„Esst und trinkt, aber schweift nicht aus. Siehe, Er liebt die Ausschweifenden nicht.“ [17:31]
Indem Allah den Menschen als das ehrenhafteste Geschöpf erschuf gab er ihm Vorrang vor den anderen Geschöpfen. Der Mensch unterscheidet sich auch insofern von anderen Lebewesen, als dass er den Geboten und Verboten Allahs würdig ist. Sich diesen Geboten und Verboten zu beugen, ist die Pflicht des Menschen. In allem maßvoll zu sein, gehört zu den wichtigsten Werten, die den Menschen vermittelt werden. Dort wo das Maß überschritten wird, beginnt die Verschwendung. Insbesondere in Bezug auf das Essen wurde die Verschwendung mit diesem Vers verboten: „Esst und trinkt, aber schweift nicht aus. Siehe, Er liebt die Ausschweifenden nicht.“ [17:31]
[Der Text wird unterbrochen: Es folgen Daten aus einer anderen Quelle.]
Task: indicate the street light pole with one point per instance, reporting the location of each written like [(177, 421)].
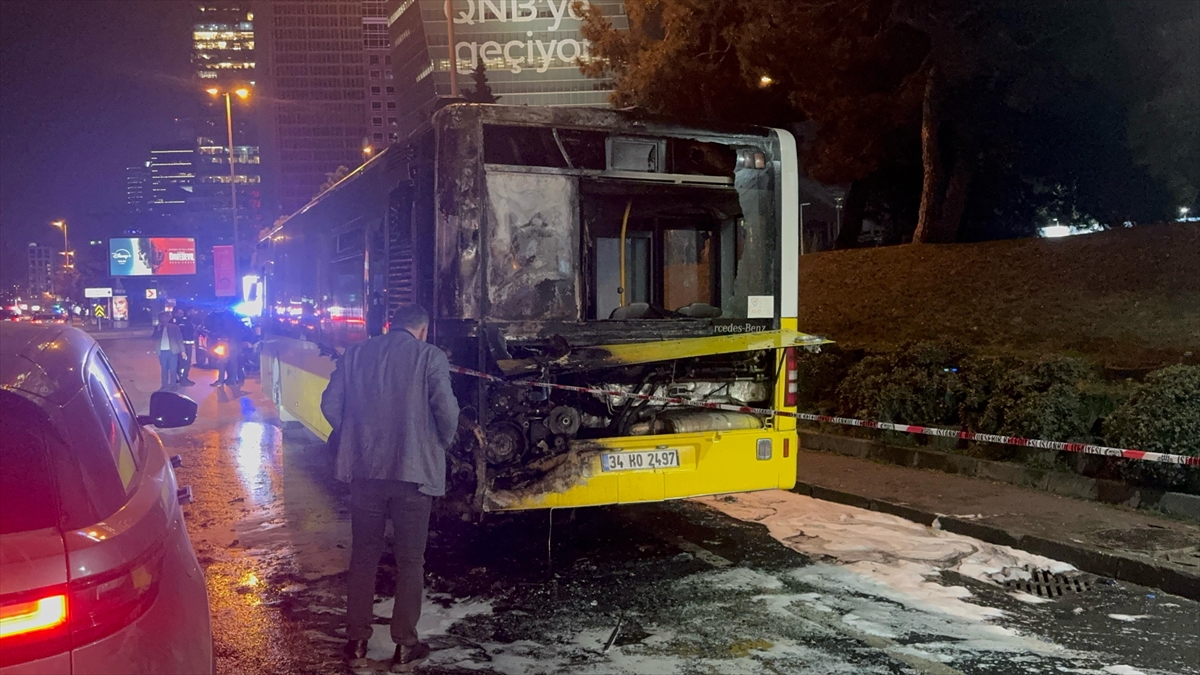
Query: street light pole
[(66, 248), (233, 184), (454, 51), (802, 225), (241, 91)]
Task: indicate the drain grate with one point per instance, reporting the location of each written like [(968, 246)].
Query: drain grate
[(1044, 584)]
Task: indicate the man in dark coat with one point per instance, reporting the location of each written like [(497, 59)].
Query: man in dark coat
[(394, 414)]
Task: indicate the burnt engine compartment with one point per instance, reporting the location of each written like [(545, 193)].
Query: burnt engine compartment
[(521, 428)]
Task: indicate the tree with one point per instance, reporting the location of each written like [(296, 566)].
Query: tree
[(966, 84), (483, 90)]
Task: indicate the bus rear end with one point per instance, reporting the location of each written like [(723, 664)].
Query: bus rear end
[(618, 296)]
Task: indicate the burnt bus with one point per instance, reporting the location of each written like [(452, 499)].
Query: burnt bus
[(581, 264)]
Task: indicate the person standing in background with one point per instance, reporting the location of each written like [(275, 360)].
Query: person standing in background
[(171, 344), (394, 413), (187, 332)]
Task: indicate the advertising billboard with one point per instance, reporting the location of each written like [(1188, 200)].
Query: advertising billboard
[(151, 256)]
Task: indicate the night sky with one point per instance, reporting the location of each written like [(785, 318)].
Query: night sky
[(85, 89)]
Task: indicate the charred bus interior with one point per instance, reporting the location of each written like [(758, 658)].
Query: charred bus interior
[(538, 239)]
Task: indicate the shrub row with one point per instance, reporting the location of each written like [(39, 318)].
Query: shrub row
[(1054, 398)]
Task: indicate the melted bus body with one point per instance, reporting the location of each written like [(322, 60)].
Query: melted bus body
[(580, 246)]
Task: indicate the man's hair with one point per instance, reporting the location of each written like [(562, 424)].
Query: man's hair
[(411, 316)]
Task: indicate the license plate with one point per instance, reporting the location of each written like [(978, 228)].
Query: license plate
[(642, 459)]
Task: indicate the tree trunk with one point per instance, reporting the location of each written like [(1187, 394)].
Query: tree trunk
[(852, 215), (954, 202), (931, 163)]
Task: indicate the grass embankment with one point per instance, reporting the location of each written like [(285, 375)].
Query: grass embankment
[(1126, 298)]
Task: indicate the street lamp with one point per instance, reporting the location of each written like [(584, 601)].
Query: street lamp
[(241, 93), (802, 223), (66, 248)]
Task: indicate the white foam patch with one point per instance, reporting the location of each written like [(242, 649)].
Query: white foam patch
[(436, 620), (1129, 617), (741, 579), (900, 555)]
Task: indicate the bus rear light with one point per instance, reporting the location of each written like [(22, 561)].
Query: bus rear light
[(42, 614), (792, 378), (106, 603), (34, 626)]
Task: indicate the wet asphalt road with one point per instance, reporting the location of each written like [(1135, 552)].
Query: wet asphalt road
[(675, 587)]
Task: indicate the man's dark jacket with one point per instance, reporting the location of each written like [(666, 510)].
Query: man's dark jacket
[(393, 411)]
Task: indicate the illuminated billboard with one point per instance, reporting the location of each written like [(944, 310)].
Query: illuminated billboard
[(151, 256)]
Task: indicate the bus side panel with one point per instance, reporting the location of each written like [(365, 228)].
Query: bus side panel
[(299, 375), (709, 464)]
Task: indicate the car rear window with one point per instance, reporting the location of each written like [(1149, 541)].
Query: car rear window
[(27, 482)]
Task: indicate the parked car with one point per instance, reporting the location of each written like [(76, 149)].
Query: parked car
[(213, 341), (97, 573)]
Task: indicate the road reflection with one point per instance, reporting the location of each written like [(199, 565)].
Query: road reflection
[(257, 455)]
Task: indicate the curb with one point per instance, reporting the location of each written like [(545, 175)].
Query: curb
[(1167, 578), (1054, 482)]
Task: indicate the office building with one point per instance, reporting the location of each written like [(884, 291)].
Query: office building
[(529, 48), (315, 83), (381, 84), (41, 269), (223, 58), (172, 180), (137, 187)]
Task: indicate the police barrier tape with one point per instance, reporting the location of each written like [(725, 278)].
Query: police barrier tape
[(1126, 453)]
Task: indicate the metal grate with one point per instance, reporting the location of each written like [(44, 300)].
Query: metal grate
[(1044, 584)]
In der Sure Anbijâ schreibt Allah, was die Menschen, die das Maß übertreten erwartet: „…ließen die Übertreter zugrunde gehen.“[21:9] Ferner vergleicht Allah Menschen, die verschwenderisch sind, in der Sure Isrâ mit dem Teufel und bezeichnet ihr Verhalten als Ausschweifung: „…verschleudere nicht wie ein Verschwender. Siehe, die Verschwender sind des Teufels Brüder, und Satan war seinem Herrn undankbar.“ [17:26][17:27]
Aufrichtige Menschen hingegen beschreibt Allah folgendermaßen: „Diejenigen, welche beim Spenden weder verschwenderisch noch geizig sind…“[25:67]
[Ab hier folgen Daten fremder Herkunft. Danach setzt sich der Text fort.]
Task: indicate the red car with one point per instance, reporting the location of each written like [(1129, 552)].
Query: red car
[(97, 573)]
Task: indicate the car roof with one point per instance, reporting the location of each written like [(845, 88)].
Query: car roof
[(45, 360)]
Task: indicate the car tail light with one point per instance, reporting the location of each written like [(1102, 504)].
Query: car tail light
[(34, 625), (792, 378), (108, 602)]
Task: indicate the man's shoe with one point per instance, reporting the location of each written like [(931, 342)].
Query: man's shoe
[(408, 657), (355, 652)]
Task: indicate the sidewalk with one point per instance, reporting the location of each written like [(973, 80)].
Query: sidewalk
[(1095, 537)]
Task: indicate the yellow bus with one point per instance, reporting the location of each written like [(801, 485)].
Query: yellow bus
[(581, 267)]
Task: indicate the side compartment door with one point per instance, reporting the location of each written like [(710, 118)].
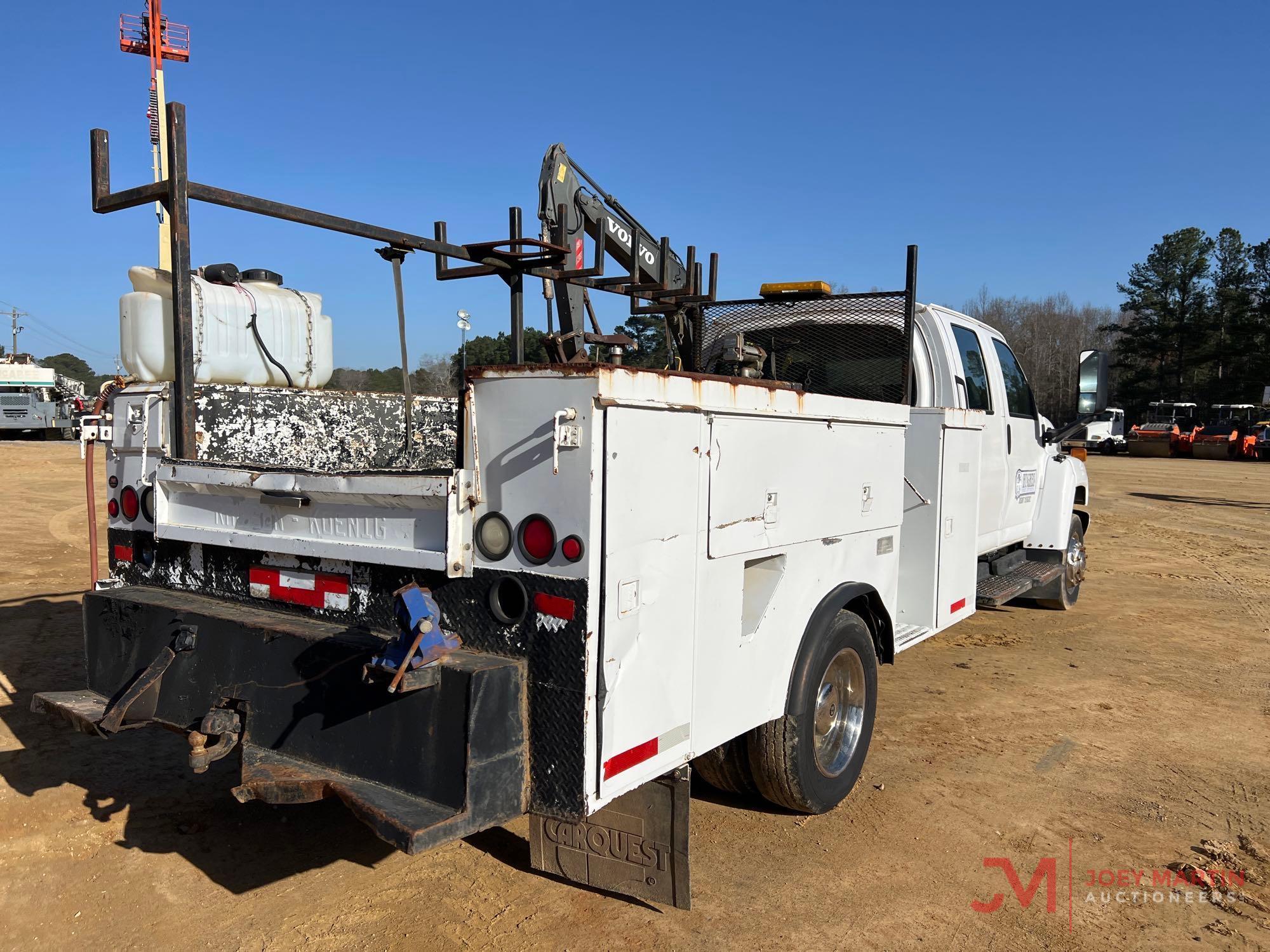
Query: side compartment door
[(652, 487), (976, 392), (1026, 455)]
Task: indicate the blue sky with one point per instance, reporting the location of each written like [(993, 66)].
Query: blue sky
[(1031, 148)]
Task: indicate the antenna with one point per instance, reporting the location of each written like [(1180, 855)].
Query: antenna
[(154, 36)]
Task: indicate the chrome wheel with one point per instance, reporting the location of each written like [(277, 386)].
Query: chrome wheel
[(840, 711), (1075, 563)]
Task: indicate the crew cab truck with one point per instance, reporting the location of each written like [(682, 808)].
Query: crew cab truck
[(636, 572)]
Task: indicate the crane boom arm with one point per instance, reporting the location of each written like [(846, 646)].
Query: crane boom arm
[(587, 214)]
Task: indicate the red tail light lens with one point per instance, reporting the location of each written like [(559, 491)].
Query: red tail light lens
[(538, 540), (572, 549), (130, 503)]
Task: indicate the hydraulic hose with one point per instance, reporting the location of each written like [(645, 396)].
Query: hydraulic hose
[(109, 390)]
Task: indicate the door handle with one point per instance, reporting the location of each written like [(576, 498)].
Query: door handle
[(272, 497)]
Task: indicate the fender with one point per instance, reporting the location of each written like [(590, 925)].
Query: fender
[(868, 605), (1066, 486)]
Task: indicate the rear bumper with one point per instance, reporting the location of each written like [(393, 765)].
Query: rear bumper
[(421, 769)]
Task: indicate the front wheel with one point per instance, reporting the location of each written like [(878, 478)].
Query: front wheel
[(1074, 569), (811, 758)]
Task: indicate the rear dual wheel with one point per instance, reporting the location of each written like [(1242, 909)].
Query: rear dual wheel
[(1074, 569)]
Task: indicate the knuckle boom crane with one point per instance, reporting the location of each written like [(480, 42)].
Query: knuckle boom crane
[(570, 213)]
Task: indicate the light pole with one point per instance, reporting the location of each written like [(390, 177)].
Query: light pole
[(464, 327)]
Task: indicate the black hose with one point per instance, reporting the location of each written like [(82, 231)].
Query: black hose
[(269, 357)]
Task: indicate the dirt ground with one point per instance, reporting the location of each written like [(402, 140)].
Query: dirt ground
[(1118, 737)]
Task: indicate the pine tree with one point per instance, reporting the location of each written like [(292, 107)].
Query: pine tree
[(1234, 326), (1168, 300)]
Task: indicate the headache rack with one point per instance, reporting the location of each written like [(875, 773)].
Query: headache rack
[(854, 346)]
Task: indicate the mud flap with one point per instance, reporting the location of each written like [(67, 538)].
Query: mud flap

Der Monat Ramadan ist ein Monat voller Tugenden und schenkt dem Fastenden unzählbar viele Gaben. Sahl ibni Sâd überlieferte folgenden Hadîth: „Es gibt im Paradies ein Tor, das Ar-Rajjân genannt wird. Durch dieses Tor werden am Tag der Auferstehung nur die Fastenden gehen, und kein anderer. Wenn diese durch das Tor gegangen sind, wird es geschlossen, so dass keiner mehr eintreten kann.”[1]
Abû Hurajra (ra) berichtet: „Der Gesandte Allahs (saw) sagte: „Wer einem Fastenden zum Fastenbrechen einlädt, wird belohnt wie der Fastende, ohne eine Verminderung.”[2]
Said Nursi sah das Fasten und das Abstand nehmen von verschwenderischem Verhalten als Dankbarkeit für die vom Ego bevorzugten Zustände an. Seiner Ansicht nach sind Wirtschaftlichkeit und Maßhaltung eine Art geistige Dankbarkeit. Verschwendung und Maßlosigkeit bewertet Said Nursi als Gegenpole zu Dankbarkeit. „Als Gegenleistung für die Gaben, die er den Menschen beschert erwartet Allah Dankbarkeit. Verschwendung ist das Gegenteil von Dankbarkeit, eine Deklassierung der Gaben. Wohingegen Wirtschaftlichkeit eine Form der Ehrerweisung gegenüber den Gaben darstellt.“[3]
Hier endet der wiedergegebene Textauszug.